The DXC Blogs – Four Pillars of Modern Infrastructure


Originally posted internally 6 Jan 2016:

I’d meant to post this before the Christmas break as a guide to things to tinker with over the break, but then I hit the point where pretty much everybody seemed to already be on leave, and it was clearly too late….

So Happy New Year, if you’re not already on top of these things then here’s a taste of what’s coming in 2016.

1) Infrastructure as code

‘Infrastructure as code’ means that infrastructure people now need to worry about source code in the same way that application developers have.

The good news is that distributed source control and collaboration is now pretty much a solved problem[1]. History might well remember Linus Torvalds more as the creator of the Git source control system than just the ‘just a hobby’ Linux kernel project it was built to support.
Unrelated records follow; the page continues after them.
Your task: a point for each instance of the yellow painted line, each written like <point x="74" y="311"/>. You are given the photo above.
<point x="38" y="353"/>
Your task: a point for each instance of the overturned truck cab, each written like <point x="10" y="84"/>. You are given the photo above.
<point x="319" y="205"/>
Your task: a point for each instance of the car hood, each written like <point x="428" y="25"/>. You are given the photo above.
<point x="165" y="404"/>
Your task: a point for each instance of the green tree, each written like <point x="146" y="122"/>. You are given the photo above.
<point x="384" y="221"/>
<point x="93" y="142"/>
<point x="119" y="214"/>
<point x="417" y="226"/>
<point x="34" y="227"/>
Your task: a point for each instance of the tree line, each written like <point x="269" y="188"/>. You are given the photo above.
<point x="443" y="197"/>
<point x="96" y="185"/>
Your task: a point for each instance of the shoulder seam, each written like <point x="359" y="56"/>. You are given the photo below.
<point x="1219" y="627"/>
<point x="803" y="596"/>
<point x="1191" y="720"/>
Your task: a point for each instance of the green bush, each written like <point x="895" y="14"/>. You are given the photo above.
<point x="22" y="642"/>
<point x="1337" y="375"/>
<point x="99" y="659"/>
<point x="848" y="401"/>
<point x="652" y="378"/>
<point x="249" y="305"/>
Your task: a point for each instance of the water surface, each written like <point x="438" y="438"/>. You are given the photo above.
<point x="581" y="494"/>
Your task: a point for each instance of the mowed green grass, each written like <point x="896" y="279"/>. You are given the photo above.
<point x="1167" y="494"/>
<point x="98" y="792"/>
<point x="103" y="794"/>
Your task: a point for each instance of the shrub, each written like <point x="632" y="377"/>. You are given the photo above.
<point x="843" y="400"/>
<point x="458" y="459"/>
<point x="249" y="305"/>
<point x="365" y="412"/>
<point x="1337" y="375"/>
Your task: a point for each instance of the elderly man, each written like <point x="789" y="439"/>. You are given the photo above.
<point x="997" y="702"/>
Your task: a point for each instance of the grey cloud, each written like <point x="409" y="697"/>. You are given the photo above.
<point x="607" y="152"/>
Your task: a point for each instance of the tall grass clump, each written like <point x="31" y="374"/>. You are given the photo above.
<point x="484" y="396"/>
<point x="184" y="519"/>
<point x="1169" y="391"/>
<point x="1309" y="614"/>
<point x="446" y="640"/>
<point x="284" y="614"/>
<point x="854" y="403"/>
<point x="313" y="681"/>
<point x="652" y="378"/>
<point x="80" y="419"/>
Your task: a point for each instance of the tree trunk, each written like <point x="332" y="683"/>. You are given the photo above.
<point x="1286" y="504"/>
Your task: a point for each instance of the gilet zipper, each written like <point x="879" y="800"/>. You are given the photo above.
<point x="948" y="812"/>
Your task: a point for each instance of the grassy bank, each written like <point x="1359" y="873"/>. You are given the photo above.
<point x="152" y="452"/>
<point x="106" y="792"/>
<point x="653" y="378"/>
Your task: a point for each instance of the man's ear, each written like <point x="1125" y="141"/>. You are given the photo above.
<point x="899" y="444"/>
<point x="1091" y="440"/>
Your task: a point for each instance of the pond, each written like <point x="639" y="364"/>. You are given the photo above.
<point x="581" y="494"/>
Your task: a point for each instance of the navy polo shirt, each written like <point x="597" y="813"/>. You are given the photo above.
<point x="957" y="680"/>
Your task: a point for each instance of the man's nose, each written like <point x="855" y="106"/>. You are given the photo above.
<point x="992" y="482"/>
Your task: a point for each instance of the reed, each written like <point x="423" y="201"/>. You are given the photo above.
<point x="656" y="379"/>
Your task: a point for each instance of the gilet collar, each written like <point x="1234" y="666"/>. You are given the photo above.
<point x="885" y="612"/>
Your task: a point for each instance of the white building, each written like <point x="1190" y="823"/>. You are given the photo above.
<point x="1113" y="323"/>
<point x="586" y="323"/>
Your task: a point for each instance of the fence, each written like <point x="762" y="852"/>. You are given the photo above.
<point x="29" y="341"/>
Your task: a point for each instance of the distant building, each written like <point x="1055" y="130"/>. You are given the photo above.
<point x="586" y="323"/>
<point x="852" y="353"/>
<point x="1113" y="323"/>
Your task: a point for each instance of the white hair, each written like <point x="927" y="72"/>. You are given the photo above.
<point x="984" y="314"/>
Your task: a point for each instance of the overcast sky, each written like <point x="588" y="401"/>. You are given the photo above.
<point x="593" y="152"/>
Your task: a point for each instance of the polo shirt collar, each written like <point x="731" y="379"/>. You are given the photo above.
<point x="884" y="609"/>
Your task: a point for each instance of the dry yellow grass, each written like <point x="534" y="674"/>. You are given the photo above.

Git is built around the idea of ‘local’ and ‘remote’ repositories, where local is generally a development environment. GitHub provides the remote part where source can be pulled from to avoid starting from scratch, and pushed to once changes are made.

There are alternatives to GitHub out there such as BitBucket and GitLab (there are even alternatives to Git such as Mercurial and Perforce), but we went with GitHub at DXC Technology in order to have a consistent feature set and user experience with the most popular open source projects (that are hosted on GitHub). DXC Technology has an organisation on public GitHub where we can collaborate with customers and partners, and also an enterprise GitHub (for internal ‘inner source’ code)

Fork and Pull

Like the source control systems that came before it Git supports the idea of creating code branches for developing a given feature (or fixing a given bug), with merging back into the ‘trunk’ once a branch has served its purpose. Where things get a little different, and much more powerful, is the concept of ‘fork and pull’.

A fork is a copy of a given project so that somebody can make changes without having to ask permission of the original creator. In the past forks have often been considered to be a bad thing as they lead to potentially exploding complexity as a project splinters away from its original point. This led to a point of view that open source projects that forked had governance issues that might be detrimental to the project (and its users).

Pull requests are where somebody who’s made a fork asks for their change to be incorporated back into the main project. If a fork is ‘beg forgiveness’ then a pull is ‘ask permission’. Using fork and pull together means that a project can very quickly explore the space around it, and bring back what’s of value into the main body; and it’s a process that now lies at the heart of nearly every successful open source project.

Some enterprises have struggled with fork and pull, as it doesn’t fit into traditional governance processes – it is after all a governance process (or the beginnings of one) in its own right. The good news for infrastructure people is that infrastructure as code is generally a new enough thing that there’s no need for demolition work before erecting the new building.

Learn Git/GitHub

On Codecademy

Pro Git Book (it’s worth paying particular attention to the chapter on branching and merging, a topic that’s also well covered at learn Git branching)

2) Configuration Management

The whole point of infrastructure as code is to reach a desired configuration for the infrastructure elements in an automated, programmatic, and repeatable fashion to support infrastructure at scale. That’s normally achieved using some sort of configuration management tool, with the code being what drives it. It’s worth noting that the use of such tools move administration away from people logging into individual machines and carrying out manual tasks.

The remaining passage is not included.